Iga Świątek jest faworytką French Open, jeśli będzie zdrowa: Martina Navratilova
Była czesko-amerykańska tenisistka Martina Navratilova odniosła się do szans Igi Świątek na zdobycie tytułu French Open 2023. Według Navratilovej Świątek jest zdecydowanym faworytem do zdobycia tytułu w grze pojedynczej kobiet, o ile wytrzyma kontuzję uda i nie wystąpią nieprzewidziane komplikacje zdrowotne.
Pierwsza na świecie Iga Świątek pogoń za czwartym w karierze Wielkim Szlemem rozpocznie się podczas French Open 2023 w niedzielę na Roland Garros. 21-latka z Polski ma na swoim koncie dwa tytuły French Open, które zdobyła dwukrotnie w 2020 i 2022 roku, oraz tytuł US Open, który zdobyła w 2022 roku.
Iga Świątek rozpoczyna swoją kampanię, gdy w meczu pierwszej rundy zmierzy się z Cristiną Bucsą z Hiszpanii.
Navratilova podzieliła się swoimi przemyśleniami na temat szans Polki w turnieju.
„Wszystko zależy od jej zdrowia” – powiedziała Navratilova w rozmowie z WTA. „Z tego, co słyszałem, kontuzja uda nie jest taka zła. Jeśli jest w 100 procentach zdrowa, to jest faworytem. To Iga kontra boisko. Jeśli nie jest, sprawa jest szeroko otwarta”.
„A Sabalenka i Rybakina byliby faworytami do zwycięstwa” – dodała Navratilova. „Nie ma co do tego wątpliwości, sposób, w jaki grali na glinie. Wszystkie te zawodniczki powinny być dość pewne wchodząc, a Świątek będzie miała najwięcej, jeśli jej ciało jest w 100 procentach.

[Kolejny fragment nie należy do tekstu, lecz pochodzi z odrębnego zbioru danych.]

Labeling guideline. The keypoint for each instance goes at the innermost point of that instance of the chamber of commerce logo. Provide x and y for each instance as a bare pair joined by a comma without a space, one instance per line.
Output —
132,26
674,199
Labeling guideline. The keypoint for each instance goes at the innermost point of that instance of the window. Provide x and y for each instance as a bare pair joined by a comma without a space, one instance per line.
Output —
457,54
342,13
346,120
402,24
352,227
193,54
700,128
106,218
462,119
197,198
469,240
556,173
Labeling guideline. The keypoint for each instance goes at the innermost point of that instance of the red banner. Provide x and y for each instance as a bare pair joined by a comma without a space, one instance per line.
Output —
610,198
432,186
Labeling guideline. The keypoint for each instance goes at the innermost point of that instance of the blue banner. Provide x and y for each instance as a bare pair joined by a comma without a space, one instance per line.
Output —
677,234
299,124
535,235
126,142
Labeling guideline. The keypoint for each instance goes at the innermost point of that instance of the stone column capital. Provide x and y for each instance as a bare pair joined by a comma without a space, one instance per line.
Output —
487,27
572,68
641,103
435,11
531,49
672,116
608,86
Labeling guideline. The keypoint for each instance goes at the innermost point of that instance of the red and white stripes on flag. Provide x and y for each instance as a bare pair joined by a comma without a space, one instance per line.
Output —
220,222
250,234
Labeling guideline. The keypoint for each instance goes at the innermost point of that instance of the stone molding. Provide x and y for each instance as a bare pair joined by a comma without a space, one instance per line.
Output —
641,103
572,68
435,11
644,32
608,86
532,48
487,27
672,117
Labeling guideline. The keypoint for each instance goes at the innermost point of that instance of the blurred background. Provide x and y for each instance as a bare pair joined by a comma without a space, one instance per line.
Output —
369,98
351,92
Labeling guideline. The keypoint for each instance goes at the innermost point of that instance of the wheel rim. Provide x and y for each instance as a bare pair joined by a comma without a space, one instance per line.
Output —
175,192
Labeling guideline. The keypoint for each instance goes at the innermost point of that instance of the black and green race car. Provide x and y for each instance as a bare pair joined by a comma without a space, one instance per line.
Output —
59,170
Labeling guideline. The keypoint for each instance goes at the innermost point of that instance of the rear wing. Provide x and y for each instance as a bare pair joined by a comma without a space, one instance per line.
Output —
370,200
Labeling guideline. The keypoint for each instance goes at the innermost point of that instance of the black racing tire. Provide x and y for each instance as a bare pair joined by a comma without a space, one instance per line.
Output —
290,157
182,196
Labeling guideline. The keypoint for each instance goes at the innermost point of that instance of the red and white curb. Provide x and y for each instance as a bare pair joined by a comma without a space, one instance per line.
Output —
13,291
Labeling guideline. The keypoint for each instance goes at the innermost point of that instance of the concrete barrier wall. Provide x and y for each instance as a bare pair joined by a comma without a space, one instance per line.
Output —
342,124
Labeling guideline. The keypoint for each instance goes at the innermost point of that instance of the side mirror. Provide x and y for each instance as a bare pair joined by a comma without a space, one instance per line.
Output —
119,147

To znaczy, możemy mieć zaskakującego zwycięzcę, ale są szanse, że będzie to jeden z trzech.
Aryna Sabalenka i Elena Rybakina mają szansę na zdobycie tytułu French Open . Obie zawodniczki pokonały w tym roku Igę Świątek. Sabalenka pokonała Świątek w finale Madrid Open, a Rybakina zatrzymała postępy Polki w ćwierćfinale Italian Open, który zdobyła.
Iga Świątek ma szansę zostać pierwszą trzykrotną mistrzynią Roland-Garros od czasów Sereny Williams
Jeśli polska nr 1 Świątek zwycięży w Roland-Garros, zostanie pierwszą trzykrotną mistrzynią od czasu, gdy Serena Williams dokonała tego wyczynu osiem lat temu. 21-latka może zmierzyć się z obecnymi posiadaczami tytułu Wielkiego Szlema Eleną Rybakiną i Aryną Sabalenką w jej dążeniu do zachowania srebra.
Z Rybakiną w połowie losowania Świątek mogłaby w półfinale spotkać Kazacha, który w tym roku pokonał ją trzykrotnie. Również Sabalenka miała w tym roku dobrą passę na glinie, docierając do finału w Stuttgarcie i wygrywając Madrid Open pokonując Igę Świątek .
Po wycofaniu się z gry z powodu kontuzji w ostatnim meczu ćwierćfinałowym z Rybakiną w Rzymie, najwyżej rozstawiona Świątek będzie mogła skupić się na meczu pierwszej rundy z Hiszpanką Cristiną Bucsą.
Bucsa przegrał jedyny mecz z numerem 1 na świecie, kiedy obaj starli się w trzeciej rundzie tegorocznego Australian Open. Iga Świątek prowadzi w pojedynku 1:0 i jest prawie pewna, że wygra drugie starcie.